HHhmmm might have to shave a little more often from now on lol



MatrixGuy said:


> Forgot to ask, how much is the Brabus up for sale for?


The sign in the window says POA  but to give you an idea you buy the car and then spend almost as much again on the standard package, personal touches push the price up even further



cheekeemonkey said:


> Great work Jon and Damon - that certainly has some presence!
> 
> Lovely detail and great finish - seems that once again ONR comes up trumps!
> 
> ...


Tis London



Bigpikle said:


> Thanks Jon for the write up and thanks all for the comments :thumb:
> 
> Another hugely rewarding day on some great machinery. Nothing like having the Brabus started up while your working on the rotary next to the engine bay


Got to be my fav moment, a potential buyer checking the car out while were polishing away.

Thanks all for your comments


----------



## Paul-T (Nov 2, 2006)

That looked mint, top work fella's. 

How did you get on with actually working in the showroom? I sometimes find it a bit awkward, a bit of dust floating about and with the noise of a rotary (or two) going, Porsche Bristol weren't impressed when Andy Mearns and I were trying to work on the 959. 

Either way, a rare and imposing monster of a car, and I for one love that interior!


----------



## Epoch (Jul 30, 2006)

Shine On said:


> That looked mint, top work fella's.
> 
> How did you get on with actually working in the showroom? I sometimes find it a bit awkward, a bit of dust floating about and with the noise of a rotary (or two) going, Porsche Bristol weren't impressed when Andy Mearns and I were trying to work on the 959.
> 
> Either way, a rare and imposing monster of a car, and I for one love that interior!


Thanks Paul,

Air conditioning while working behind glass on a black car, wearing dark clothing on a sunny day was a god send.

We also had a lot of admirers through the window (Could have been the cars i suppose) and a few visitors to look at the car, but we did OK.

I dusted down the 599 and gave it a wipe over with DJ RM Tropical out of respect to some of the dust on it we may have created, but as we were only really using lighter well lubed polishes it was reduced significantly.
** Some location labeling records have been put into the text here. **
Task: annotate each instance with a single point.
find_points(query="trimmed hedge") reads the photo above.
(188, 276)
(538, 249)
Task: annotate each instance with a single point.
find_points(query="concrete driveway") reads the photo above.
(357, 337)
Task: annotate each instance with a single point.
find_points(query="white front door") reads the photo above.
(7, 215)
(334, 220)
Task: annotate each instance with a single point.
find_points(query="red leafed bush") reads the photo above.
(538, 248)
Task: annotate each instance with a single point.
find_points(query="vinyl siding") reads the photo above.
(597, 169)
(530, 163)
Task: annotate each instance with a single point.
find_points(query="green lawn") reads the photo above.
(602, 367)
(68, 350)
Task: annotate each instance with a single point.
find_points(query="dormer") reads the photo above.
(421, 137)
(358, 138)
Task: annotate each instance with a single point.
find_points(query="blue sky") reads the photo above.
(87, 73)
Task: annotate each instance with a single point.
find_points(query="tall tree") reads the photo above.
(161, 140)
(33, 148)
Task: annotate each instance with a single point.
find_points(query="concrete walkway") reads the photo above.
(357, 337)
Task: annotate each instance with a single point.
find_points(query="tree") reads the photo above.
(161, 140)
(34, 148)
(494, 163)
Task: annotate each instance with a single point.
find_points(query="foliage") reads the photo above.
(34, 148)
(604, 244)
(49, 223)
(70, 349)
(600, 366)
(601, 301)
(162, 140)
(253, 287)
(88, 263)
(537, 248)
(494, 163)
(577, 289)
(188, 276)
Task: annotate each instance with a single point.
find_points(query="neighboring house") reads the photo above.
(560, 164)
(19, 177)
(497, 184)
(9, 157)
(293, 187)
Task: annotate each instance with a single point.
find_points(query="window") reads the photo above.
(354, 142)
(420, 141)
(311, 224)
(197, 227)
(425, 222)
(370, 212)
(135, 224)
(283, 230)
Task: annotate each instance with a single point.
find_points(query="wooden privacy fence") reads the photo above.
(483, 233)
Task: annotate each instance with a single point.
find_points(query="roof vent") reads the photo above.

Four exhausts beat two rotaries in the noise stakes a couple of times

Agreed on the interior, it suits the car and mods very well IMHO


----------



## Finerdetails (Apr 30, 2006)

stunning work guys, well done


----------



## Bigpikle (May 21, 2007)

One of the biggest issues in the showroom was some tight work space in a couple of places, due to the sheer size of the car and the shape of the showroom. It was also in full sun at the front for most of the morning. The polishes we used didnt create very much dust at all, which was part of the reason for using them, and we had a plan for 'clean working' through the day to minimise any issues. The floor was a cut stone and avoiding any product getting onto the floor was also a priority. It actually worked very well and the 'special treatment' the car was getting seemed to attract more positive interest than any issues 

The interior look less extreme in person, as the flash has illuminated the red sticking and made it much more obvious in the pictures than it is in real life. The first time i got in this last week I didnt even notice the red stitching... There are far too many other screens, buttons, pieces of CF etc that its only when you start to get used to it that you see more of the detail. The quality of the work is incredible.


----------



## PaulN (Jan 17, 2008)

Wow! You guys dont mess about do you.... :thumb:

Cheers

PaulN


----------



## Baker21 (Aug 7, 2007)

You guys are very, very lucky!!! 

Fair play and a obviously a credit to you both for the work that you complete............:thumb:

I'm not jealous at all...............


----------



## colarado red (Jun 5, 2008)

awesome motor awesome work:argie::argie::argie::thumb:


----------



## Leemack (Mar 6, 2009)

Wow wow wow.

Superb - Thanks for posting that porn :thumb:

Good work guys


----------



## ads2k (Jul 12, 2006)

Simply stunning is the only word for it lads :thumb:, amazing finishing to what is a monster of a car. And hearing Damon tell me while he was polishing the wing that they started the engine was priceless - good job you've got a steady hand mate and are used to these loud and noisy cars now :lol: at least you didn't jump........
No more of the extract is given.